Almost immediately afterward, Nunberg spoke live on CNN with an increasingly bemused Jake Tapper, pinballing from one claim to another. This time, Nunberg explicitly accused Carter Page of collusion with Russians, at one point calling him a "scumbag." In a moment of irony, Nunberg told Tapper, "I think that Carter Page is a weird dude. I don't think he should have been involved in that campaign."
Later, when Tapper tried to end the interview, Nunberg raised a rhetorical legal question. "Do you think I should cooperate?" he asked, wondering why he should spend another "80 hours" producing material for Mueller. "Sometimes life and special prosecutors are not fair," Tapper dryly noted, but Nunberg wasn't done. "I'm definitely the first person ever to do this, right?" Nunberg asked as the interview ended.
Not quite. Susan McDougal also refused to cooperate with a special counsel subpoena in the Whitewater investigation in 1996, telling the grand jury, "Get another independent counsel and I'll answer every question." McDougal insisted that the Whitewater investigation was corrupt, but that didn't keep her from getting an 18-month sentence for contempt of court — including eight months in solitary confinement.
In a final interview with The Associated Press Monday night, Nunberg seemed to have come full circle: "I'm going to end up cooperating with them," he said.
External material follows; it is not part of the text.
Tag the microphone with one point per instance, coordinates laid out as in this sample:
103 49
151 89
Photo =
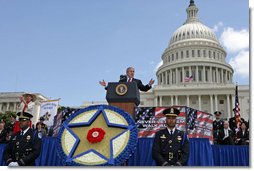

It's tough to believe that Mueller would be able to make much of Nunberg, regardless of his antics on Monday. Nunberg's connection to the campaign ended well before Mueller's interest in records begins. The subpoenas demand communications starting from November 2015, but Trump fired Nunberg in July 2015. Plus, his media tour this week has undermined whatever credibility he had as a witness. While we still don't know what Mueller might have uncovered, nothing that has been made public shows an underlying predicate for criminal collusion or obstruction of justice, at least not on Trump's part — and the lists in these subpoenas suggest perhaps that's true of the other suspects in the media's collusion theories.
If Nunberg keeps calling in to media talk shows, though, he might earn a contempt charge at the very least, if he doesn't incriminate himself in other ways — and you can bet Mueller's keeping close tabs for that very purpose.